Further, in the present embodiment, on the surface 4c on the downstream side of the steam flow of the inner ring 4 and the surface 3f on the downstream side of the steam flow of the stationary blade 3, a plurality of pressing plates 11 are installed on the inner peripheral end portion of the outer ring 2. A plurality of stationary blades 3 are arranged in a row in the circumferential direction between the outer peripheral ends of the inner ring 4. By locking the protruding portion 12 of the pressing plate 11 with the recess 14 formed in the stationary blade 3, the movement of the stationary blade 3 in the circumferential direction is restricted. Similarly, in the partition plate portion 1A of the upper half, the split inner ring 4A and the stationary blade 3 are provided with a holding plate 11 in addition to the fitting of the protrusion 4a and the fitting groove 3d of the inner shroud 3a. The protrusion 12 and the recess 14 are locked. As a result, when the partition plate portion 1A is lifted during assembly or overhaul, it also contributes to prevent the split inner ring 4A from being displaced or dropped.

押え板11は、図1に示すように、板状部材であり、内輪4に対して例えばボルト15によって固定される。内輪4には、蒸気流れ下流側の面4c側に、内周端部から外周に向けて凹状の溝部13が形成されており、押え板11が溝部13内に設置される。溝部13の深さは、押え板11の厚さと略同一である。これにより、押え板11が溝部13内に設置されたとき、内輪4の面4cと押え板11の外面が略同一面となる。 As shown in FIG. 1, the pressing plate 11 is a plate-shaped member, and is fixed to the inner ring 4 by, for example, a bolt 15. The inner ring 4 is formed with a concave groove portion 13 from the inner peripheral end portion toward the outer circumference on the surface 4c side on the downstream side of the steam flow, and the pressing plate 11 is installed in the groove portion 13. The depth of the groove portion 13 is substantially the same as the thickness of the holding plate 11. As a result, when the pressing plate 11 is installed in the groove portion 13, the surface 4c of the inner ring 4 and the outer surface of the pressing plate 11 become substantially the same surface.

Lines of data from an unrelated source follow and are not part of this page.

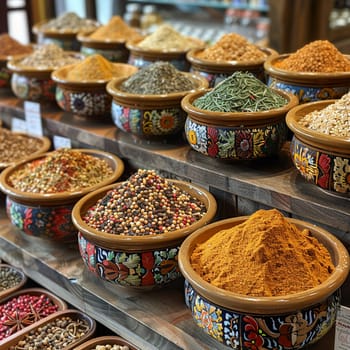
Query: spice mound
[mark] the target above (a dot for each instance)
(167, 38)
(48, 56)
(241, 92)
(232, 47)
(16, 146)
(266, 255)
(319, 56)
(333, 120)
(156, 79)
(61, 170)
(69, 21)
(145, 204)
(116, 29)
(10, 46)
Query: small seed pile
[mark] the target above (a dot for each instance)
(69, 21)
(156, 79)
(319, 56)
(54, 335)
(9, 278)
(15, 146)
(145, 204)
(48, 56)
(332, 120)
(232, 47)
(61, 170)
(241, 92)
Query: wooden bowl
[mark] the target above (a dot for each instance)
(87, 98)
(106, 255)
(235, 135)
(307, 86)
(150, 116)
(48, 215)
(320, 158)
(215, 71)
(289, 322)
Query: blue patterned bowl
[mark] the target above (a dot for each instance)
(150, 116)
(307, 86)
(138, 262)
(48, 216)
(263, 323)
(321, 159)
(236, 136)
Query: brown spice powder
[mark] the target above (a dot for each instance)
(264, 256)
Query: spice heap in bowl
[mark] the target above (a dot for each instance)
(109, 40)
(263, 281)
(42, 190)
(81, 87)
(10, 48)
(241, 118)
(164, 44)
(231, 53)
(31, 74)
(148, 218)
(148, 103)
(320, 147)
(63, 30)
(317, 71)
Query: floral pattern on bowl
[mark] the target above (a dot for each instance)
(244, 331)
(133, 269)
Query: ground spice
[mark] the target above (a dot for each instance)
(94, 67)
(48, 56)
(10, 46)
(167, 38)
(263, 256)
(232, 47)
(145, 204)
(241, 92)
(60, 170)
(332, 120)
(116, 29)
(319, 56)
(156, 79)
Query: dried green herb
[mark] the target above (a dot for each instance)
(241, 92)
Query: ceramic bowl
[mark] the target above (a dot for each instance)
(150, 116)
(215, 71)
(138, 262)
(48, 215)
(73, 314)
(321, 159)
(244, 322)
(307, 86)
(239, 135)
(86, 98)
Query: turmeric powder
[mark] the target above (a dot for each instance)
(266, 255)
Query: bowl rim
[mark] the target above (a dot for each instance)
(315, 138)
(140, 243)
(264, 305)
(235, 118)
(59, 197)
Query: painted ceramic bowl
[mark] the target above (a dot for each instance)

押え板11には、図3に示すように、板厚方向に対して平行方向に貫通孔16が形成されており、貫通孔16内にボルト15を挿入できる。本実施形態では1枚の押え板11に対して、二つの貫通孔16が形成され、2本のボルト15で、押え板11を内輪4(分割内輪4A)に固定することによって、押え板11自体の回動を防止して位置固定が確実にできる。内輪4の面4cには、2本のボルト15の固定位置に対応して、溝部13内に貫通孔17が形成され、貫通孔17にはネジ溝が形成されている。 As shown in FIG. 3, the presser plate 11 is formed with a through hole 16 in a direction parallel to the plate thickness direction, and a bolt 15 can be inserted into the through hole 16. In the present embodiment, two through holes 16 are formed in one presser plate 11, and the presser plate 11 is fixed to the inner ring 4 (divided inner ring 4A) with two bolts 15, whereby the presser plate 11 is formed. The position can be securely fixed by preventing the rotation of itself. On the surface 4c of the inner ring 4, a through hole 17 is formed in the groove portion 13 corresponding to the fixing position of the two bolts 15, and a screw groove is formed in the through hole 17.

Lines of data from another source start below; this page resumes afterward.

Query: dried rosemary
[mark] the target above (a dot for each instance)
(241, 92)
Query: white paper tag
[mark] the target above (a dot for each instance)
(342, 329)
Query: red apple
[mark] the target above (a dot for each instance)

また、押え板11が配設される位置にある静翼3には、蒸気流れ方向の下流側の面3f側に凹状の凹部14が形成されており、押え板11の突出部12が凹部14内に設置される。凹部14の深さは、押え板11の厚さと略同一である。これにより、押え板11の突出部12が凹部14内に設置されたとき、蒸気流れ方向の下流側の面3fと押え板11の外面が略同一面となる。 Further, the stationary blade 3 at the position where the pressing plate 11 is arranged has a concave recess 14 formed on the surface 3f side on the downstream side in the steam flow direction, and the protruding portion 12 of the pressing plate 11 is the recess 14. It is installed inside. The depth of the recess 14 is substantially the same as the thickness of the holding plate 11. As a result, when the protruding portion 12 of the pressing plate 11 is installed in the recess 14, the surface 3f on the downstream side in the steam flow direction and the outer surface of the pressing plate 11 become substantially the same surface.

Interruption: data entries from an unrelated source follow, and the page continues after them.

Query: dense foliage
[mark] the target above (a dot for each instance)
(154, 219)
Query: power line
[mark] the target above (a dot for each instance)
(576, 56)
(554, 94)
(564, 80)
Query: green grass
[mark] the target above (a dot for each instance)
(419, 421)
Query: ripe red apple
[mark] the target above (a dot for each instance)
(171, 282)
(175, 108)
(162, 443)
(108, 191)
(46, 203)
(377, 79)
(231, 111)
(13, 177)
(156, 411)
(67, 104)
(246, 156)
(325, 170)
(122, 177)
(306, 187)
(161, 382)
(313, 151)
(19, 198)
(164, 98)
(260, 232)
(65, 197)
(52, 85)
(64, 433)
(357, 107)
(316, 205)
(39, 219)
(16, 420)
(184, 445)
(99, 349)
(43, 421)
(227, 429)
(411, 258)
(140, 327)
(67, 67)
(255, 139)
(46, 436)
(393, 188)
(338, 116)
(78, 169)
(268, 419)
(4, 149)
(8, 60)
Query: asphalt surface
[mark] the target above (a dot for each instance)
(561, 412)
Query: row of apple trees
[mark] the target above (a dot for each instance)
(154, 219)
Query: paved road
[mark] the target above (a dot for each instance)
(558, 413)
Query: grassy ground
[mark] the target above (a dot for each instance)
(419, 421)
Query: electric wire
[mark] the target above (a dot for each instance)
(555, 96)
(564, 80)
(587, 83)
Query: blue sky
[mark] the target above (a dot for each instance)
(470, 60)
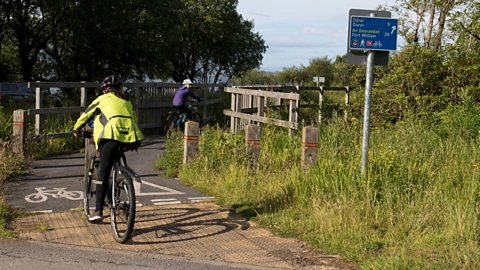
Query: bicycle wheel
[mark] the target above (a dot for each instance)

押え板11の一端部側に形成された突出部12は、内輪4に固定される側とは反対側になる外周側を向くように配設されている。突出部12は、押え板11が内輪4に固定されているとき、内輪4から静翼3側へと突出している。突出部12の側面は、静翼3に形成された凹部14の内壁面と接触し、突出部12が凹部14と係止する。 The protruding portion 12 formed on one end side of the presser plate 11 is arranged so as to face the outer peripheral side which is opposite to the side fixed to the inner ring 4. When the pressing plate 11 is fixed to the inner ring 4, the projecting portion 12 projects from the inner ring 4 toward the stationary blade 3. The side surface of the protruding portion 12 comes into contact with the inner wall surface of the recess 14 formed in the stationary blade 3, and the protruding portion 12 locks with the recess 14.

押え板11は、各静翼3に対して1枚ずつ設置する必要はなく、図2に示すように、複数個の静翼3を間に挟んで、間隔を空けて配置される。本実施形態では、分割内輪4Aに例えば3箇所配置されている。押え板11は、内輪4の周方向に沿って、複数個が内輪4に設置される。複数の押え板11が設置される位置に対応して、複数の凹部14が静翼3に形成されている。これにより、突出部12を有する押え板11と凹部14が、内輪4の周方向に沿って複数設置されることから、内輪4と静翼3が確実に固定され、静翼3の周方向の移動が更に拘束される。 It is not necessary to install one pressing plate 11 for each of the stationary blades 3, and as shown in FIG. 2, the pressing plates 11 are arranged with a plurality of stationary blades 3 sandwiched between them. In the present embodiment, for example, three locations are arranged on the divided inner ring 4A. A plurality of pressing plates 11 are installed on the inner ring 4 along the circumferential direction of the inner ring 4. A plurality of recesses 14 are formed in the stationary blade 3 corresponding to the positions where the plurality of holding plates 11 are installed. As a result, a plurality of pressing plates 11 and recesses 14 having the protrusions 12 are installed along the circumferential direction of the inner ring 4, so that the inner ring 4 and the stationary blade 3 are securely fixed, and the stationary blade 3 is in the circumferential direction. Movement is further constrained.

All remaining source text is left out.